Pacôme Thiellement, Paris des profondeurs

Pacôme Thiellement, Paris des profondeurs

Cartésiens, s’abstenir

Le début de cet ouvrage illustré est prometteur et séduisant au possible, nous faisant découvrir une étrange fresque dans la rue Pierre-Nicole, puis la plus ancienne chapelle de Paris, située tout près, “inaccessible au public et dont aucun panneau n’indique la présence“ (p. 13), mais que l’auteur a réussi à visiter et à photographier pour nous.
Le lecteur ainsi mis en appétit s’attend à parcourir une kyrielle de recoins parisiens insolites, mais hélas, les promenades de Pacôme Thiellement prennent vite une tournure moins intéressante.

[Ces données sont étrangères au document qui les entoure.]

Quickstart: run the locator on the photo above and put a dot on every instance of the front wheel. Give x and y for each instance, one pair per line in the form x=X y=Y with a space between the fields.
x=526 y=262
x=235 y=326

D’une part, il s’avère que nombre de lieux qu’il nous fait visiter sont connus au possible (le jardin du Luxembourg, le quartier Denfert-Rochereau, le Marais…) et racontés par le biais de légendes ou d’histoires rebattues. D’autre part, l’auteur manifeste une sorte de mysticisme – nourri d‘un bric-à-brac de références allant des gnostiques aux surréalistes, en passant par les alchimistes et les adorateurs d’Isis – qui devient vite lassant pour peu qu’on n’ait pas la même tournure d’esprit.
Pacôme Thiellement a pourtant pris soin de glisser dans chaque chapitre des noms prestigieux, autant de garants de sa vision des choses, mais ils ne produisent pas tous l’effet voulu : ainsi, les évocations d’Antonin Artaud et de Nerval, qui auraient été parfaitement sains d’esprit et se seraient fait passer pour fous par stratégie, ne rendent pas plus crédibles les théories fumeuses de l’auteur.

Et que dire de sa tendance à idolâtrer l’équipe du défunt journal Hara-Kiri, qui donne lieu à des formules comme celle-ci : “Choron et Cavanna, deux génies qui n’eurent pas d’équivalents à leur époque et qui avaient inventé ensemble le plus grand courant artistique français de l’après-guerre“ (p. 51) ?
Mais ce n’est pas tout : l’auteur, dont on apprend au fil des pages qu’il a toujours mené une vie plutôt confortable, entre son XVe arrondissement natal et le Marais où il habite actuellement, n’en a pas moins des opinions selon lesquelles les Gilets jaunes auraient redonné “du sens“ à Paris, et des élans lyriques comme celui-ci : “Cette ville, assaillie toujours un peu plus par les forces de la bourgeoisie et de la mort, il faut la faire craquer dans tous les sens pour qu’elle résonne à nouveau. […] Paris n’est plus qu’une blessure, un cri, le cœur brisé de toute une population qui ne voulait que vivre.“ (p. 72).

Selon la même logique, Pacôme Thiellement considère la démocratie représentative comme une “duperie“ (p. 194) et regrette que la Commune n’ait pas brûlé le Louvre (p. 196), un musée qui semble cristalliser sa haine – peut-être parce que les “génies“ de Hara-Kiri n’y sont pas exposés.
Le bobo du Marais est une espèce souvent caricaturée, mais jamais aussi efficacement que par ses propres soins.

agathe de lastyns 

Pacôme Thiellement, Paris des profondeurs, Seuil, septembre 2022, 236 p. – 20,00 €.